The bookseller Paco Camarasa, founder and owner of the Black and Criminal Bookstore of Barcelona, started the festival in 2005, taking advantage of the fact that the Barcelona City Council was celebrating the Year of the Book and dedicated several events to the memory of the Spanish novelist Manuel Vázquez Montalbán. These meetings were a success with the public, encouraging the bookseller to propose an annual festival dedicated to the noir genre.

== Blacklladolid ==
Blacklladolid began in 2021, in the last week of September. It was held at the Fuensaldaña castle. Since then, the festival as had the goal of promoting the province of Valladolid, Spain.

== Castelló Negre ==

This festival is known officially and in Valencia as the Castelló Negre, and also called the Castellón Negro.

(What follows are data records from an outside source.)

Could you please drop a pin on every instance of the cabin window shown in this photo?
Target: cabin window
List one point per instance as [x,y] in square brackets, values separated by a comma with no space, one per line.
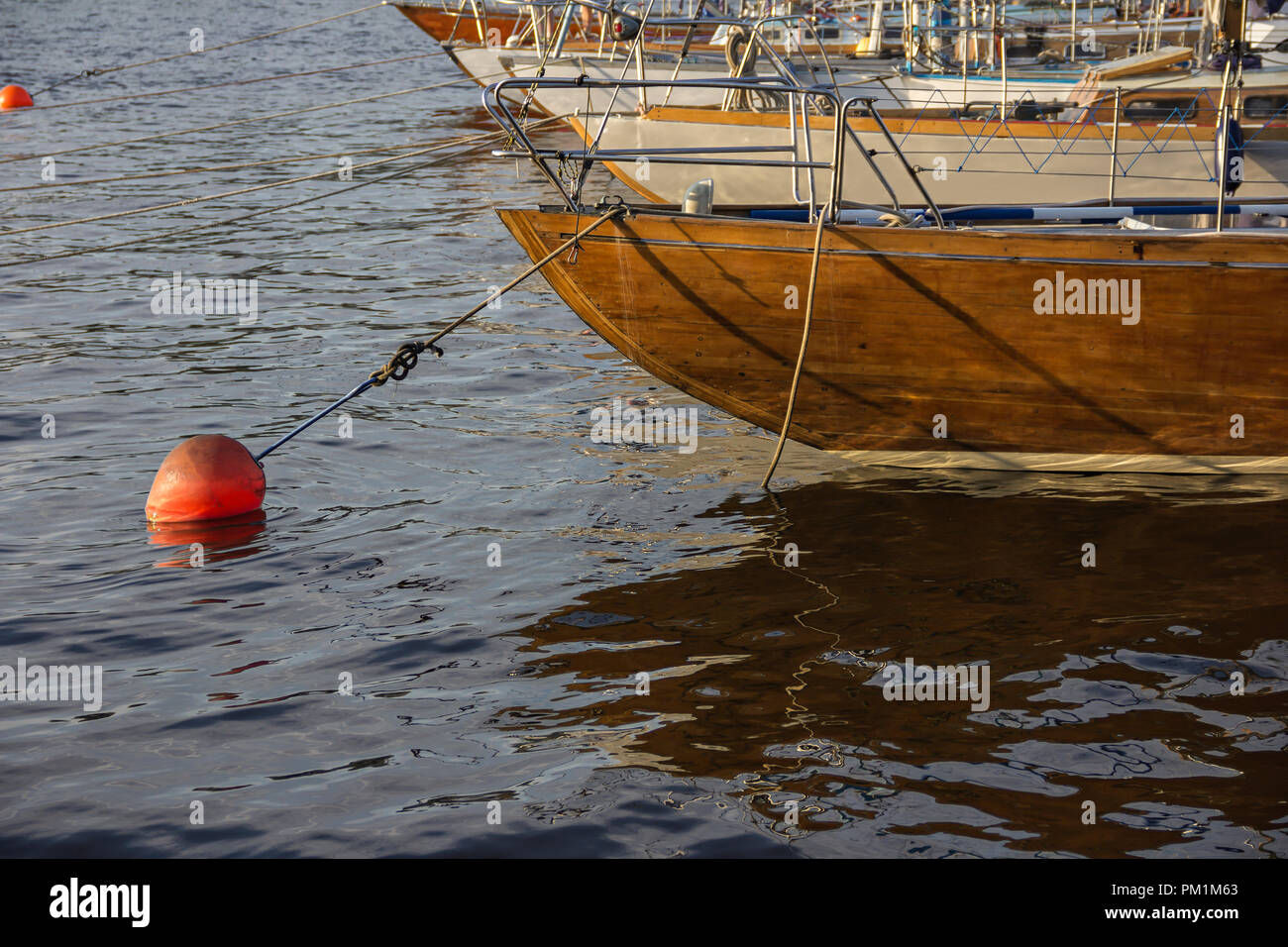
[1265,106]
[1160,110]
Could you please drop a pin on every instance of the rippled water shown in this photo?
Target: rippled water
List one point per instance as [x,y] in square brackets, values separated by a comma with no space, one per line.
[516,684]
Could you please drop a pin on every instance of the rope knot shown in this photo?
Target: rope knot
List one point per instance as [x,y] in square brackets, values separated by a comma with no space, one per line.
[403,361]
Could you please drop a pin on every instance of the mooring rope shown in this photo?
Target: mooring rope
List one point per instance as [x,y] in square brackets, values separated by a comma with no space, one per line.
[88,73]
[184,231]
[407,355]
[250,119]
[233,81]
[237,192]
[800,357]
[236,166]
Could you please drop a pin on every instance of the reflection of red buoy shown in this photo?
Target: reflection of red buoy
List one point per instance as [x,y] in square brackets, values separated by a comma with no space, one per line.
[206,476]
[14,97]
[218,539]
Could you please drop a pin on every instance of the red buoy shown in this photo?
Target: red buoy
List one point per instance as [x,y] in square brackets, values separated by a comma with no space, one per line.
[206,476]
[14,97]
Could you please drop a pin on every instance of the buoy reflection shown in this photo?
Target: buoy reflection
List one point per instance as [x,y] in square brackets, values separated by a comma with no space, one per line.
[209,540]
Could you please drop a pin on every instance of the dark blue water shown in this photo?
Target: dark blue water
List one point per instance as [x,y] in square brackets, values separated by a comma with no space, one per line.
[515,684]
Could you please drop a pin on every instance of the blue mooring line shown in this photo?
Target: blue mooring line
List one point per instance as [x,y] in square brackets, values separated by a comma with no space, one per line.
[317,418]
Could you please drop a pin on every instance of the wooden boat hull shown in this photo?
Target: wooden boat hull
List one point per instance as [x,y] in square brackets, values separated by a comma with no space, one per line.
[445,26]
[921,333]
[966,161]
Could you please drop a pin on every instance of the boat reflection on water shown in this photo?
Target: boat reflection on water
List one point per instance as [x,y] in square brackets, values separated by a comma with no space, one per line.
[209,541]
[1111,684]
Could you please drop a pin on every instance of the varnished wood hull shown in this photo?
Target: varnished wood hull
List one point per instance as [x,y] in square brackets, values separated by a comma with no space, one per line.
[915,326]
[443,25]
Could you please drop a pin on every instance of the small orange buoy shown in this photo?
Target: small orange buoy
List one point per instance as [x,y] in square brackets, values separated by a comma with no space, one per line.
[206,476]
[14,97]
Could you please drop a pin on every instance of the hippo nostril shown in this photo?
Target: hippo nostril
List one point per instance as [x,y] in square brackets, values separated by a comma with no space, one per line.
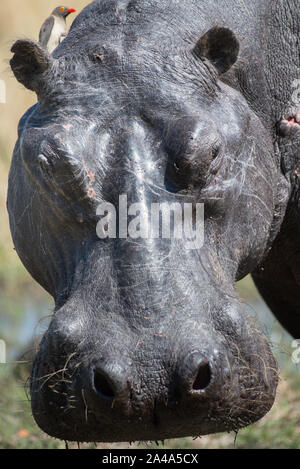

It began in 2010.

== Collbató Negre ==

Collbató Negre

== Getafe Negro ==

In Madrid, the Getafe Negro began in 2008.

== Granada Noir ==

The Andalucían festival was first held in 2015 and will include the award of the first Granada Noir prize.

== Pamplona Negra ==

Pamplona Negra

== Semana Negra de Gijón ==
Semana Negra de Gijón began in 1988. It initially dealt only with crime fiction but has expanded to other genres including science fiction, fantasy and historical fiction.

== Valencia Negra ==
Officially known as the Festival de Género Negro de Valencia, colloquially known as Valencia Negra or VLC Negra.